# Make up charters in Destin?



## captnroger (Jun 27, 2013)

Hi, heading back to Destin next month and I'm interested in a blue water trip. I'll be flying solo and can't afford to hire a charter for an entire day by myself. Can anyone recommend a place that does make up charters? I did this in OBX a couple of years ago and had a great time and was put with 5 other guys on a 54' sportfisherman.

Thank you!


----------



## weedline (Aug 20, 2011)

it will be realy tough to fill a boat in september especialy to go offshore and troll some reason most tourists want to bottom fish i have deckhanded on a few group trips offshore and we quit running them after our last one we caught a sailfish and all the schoolie dolphin u wanted and and 4 people complained because they didnt catch a sailfish or marlin with that said try harborwalk charters or fishing fleet marina let them know u want to try to put together a trip and make it verry clear u want to bluewater fish they may be able to help give them as much time as u can and u might get lucky hope it works out


----------



## captnroger (Jun 27, 2013)

Thanks for the reply!


----------



## daniel9829 (Jan 31, 2009)

When are you going down?

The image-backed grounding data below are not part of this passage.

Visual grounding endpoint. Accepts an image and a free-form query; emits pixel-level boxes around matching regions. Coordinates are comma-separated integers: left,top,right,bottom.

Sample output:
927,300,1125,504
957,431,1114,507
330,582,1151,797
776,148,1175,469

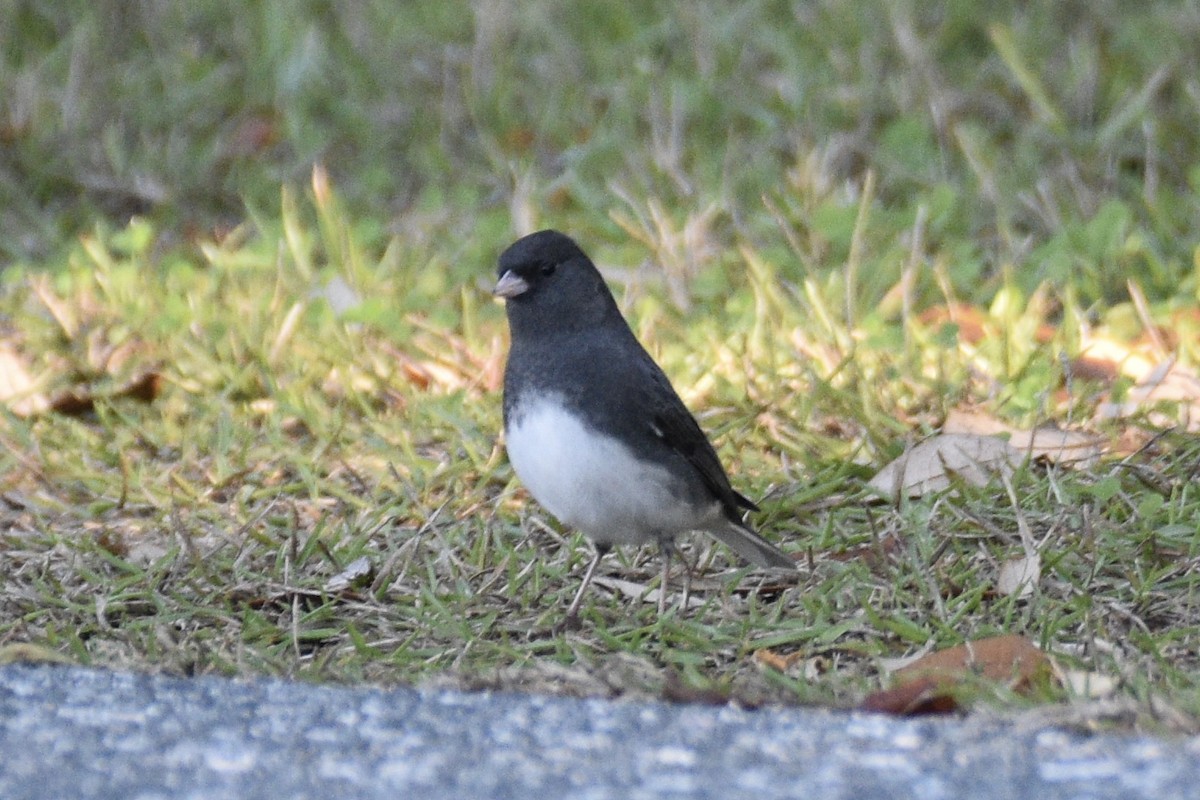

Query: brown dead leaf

I have a couple of friends that are always ready to go might be able to work something out.


----------



## BananaTom (Feb 16, 2008)

Maybe you should book it now, and then post on here, looking for people to fill it. 

If it does not fill, cancel a week out.


----------



## captnroger (Jun 27, 2013)

Daniel I sent you a PM, Tom thanks for the advice!


----------



## daniel9829 (Jan 31, 2009)

Answered PM


----------